Dieses Kapitel wird bereits von Sima Qian als Teil des Zhuangzi erwähnt. Es widmet sich der Frage, ob es legitim sei, Grenzen zu überschreiten, und gelangt zu einer originellen Antwort: die kleinen Diebe werden bestraft, die großen Räuber als Würdenträger geehrt. Wer als Dieb oder Räuber erfolgreich sein möchte, benötigt Dao, eine Methode und Moral. Die Gier der Oberen nach immer mehr führt dagegen zu gesellschaftlicher Unruhe.

10.1

Wo Kisten aufgebrochen, Säcke geplündert und Truhen von Dieben geöffnet werden, dort wappnet man sich, um sich zu schützen, mit Seilen und Schnüren, die festgezurrt werden, verstärkt Riegel und Schloss – gewöhnlich nennt alle Welt das klug. Doch wenn ein richtig großer Dieb kommt, dann lädt er sich die Truhe auf den Rücken, schleppt die Kiste weg, wirft den Sack über die Schulter und rennt davon, wobei er nur bangt, ob die Schnüre und Stricke, Riegel und Schlösser auch ja fest genug halten! Heißt das nicht, dass derjenige, der von allen klug genannt wird, nur für den großen Dieb gehortet hat?

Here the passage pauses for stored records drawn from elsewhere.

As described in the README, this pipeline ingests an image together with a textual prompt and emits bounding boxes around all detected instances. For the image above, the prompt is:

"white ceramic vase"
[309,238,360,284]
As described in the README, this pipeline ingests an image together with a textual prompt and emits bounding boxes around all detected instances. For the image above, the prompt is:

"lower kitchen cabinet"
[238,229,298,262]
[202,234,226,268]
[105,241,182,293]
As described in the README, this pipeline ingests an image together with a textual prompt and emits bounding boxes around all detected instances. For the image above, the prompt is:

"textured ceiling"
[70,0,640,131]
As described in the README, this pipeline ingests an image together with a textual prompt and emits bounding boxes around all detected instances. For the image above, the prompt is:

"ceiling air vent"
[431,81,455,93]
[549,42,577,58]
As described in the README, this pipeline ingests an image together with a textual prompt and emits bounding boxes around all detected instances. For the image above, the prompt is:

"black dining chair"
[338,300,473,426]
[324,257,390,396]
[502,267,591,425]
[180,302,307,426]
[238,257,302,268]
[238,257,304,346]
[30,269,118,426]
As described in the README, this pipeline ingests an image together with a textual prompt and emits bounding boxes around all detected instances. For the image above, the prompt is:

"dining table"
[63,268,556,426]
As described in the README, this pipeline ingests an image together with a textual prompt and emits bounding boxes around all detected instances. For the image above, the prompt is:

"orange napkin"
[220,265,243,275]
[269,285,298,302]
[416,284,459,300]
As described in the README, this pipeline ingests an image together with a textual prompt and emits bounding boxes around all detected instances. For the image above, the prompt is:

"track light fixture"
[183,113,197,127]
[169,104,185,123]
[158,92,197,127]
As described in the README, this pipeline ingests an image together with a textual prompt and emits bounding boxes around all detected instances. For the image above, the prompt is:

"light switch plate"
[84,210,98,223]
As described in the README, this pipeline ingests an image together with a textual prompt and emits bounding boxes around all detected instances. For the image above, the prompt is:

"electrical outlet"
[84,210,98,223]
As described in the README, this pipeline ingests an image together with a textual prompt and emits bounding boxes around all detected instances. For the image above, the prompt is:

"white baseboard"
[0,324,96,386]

Daher lasst mich versuchen zu erklären, was ich meine: Derjenige, den gewöhnlich alle Welt klug nennt, hat er nicht für den großen Dieb gehortet? Und schützen nicht diejenigen, die weise genannt werden, den großen Dieb? Woher weiß ich, dass es sich so verhält? Im Staat Qi konnten einst die Menschen in benachbarten Orten einander sehen, die Hühner und Hunde konnten einander hören; um Netze zum Fischen auszuwerfen, den Boden mit Pflug und Hacke zu beackern, reichte das Land 2000 Quadratmeilen weit. Alles war vereint innerhalb der vier Grenzen: Ahnentempel, Tempel für den Gott des Ackers und der Feldfrüchte, die Verwaltung der Dörfer und Weiler entsprach in allem den Gesetzen der Weisen!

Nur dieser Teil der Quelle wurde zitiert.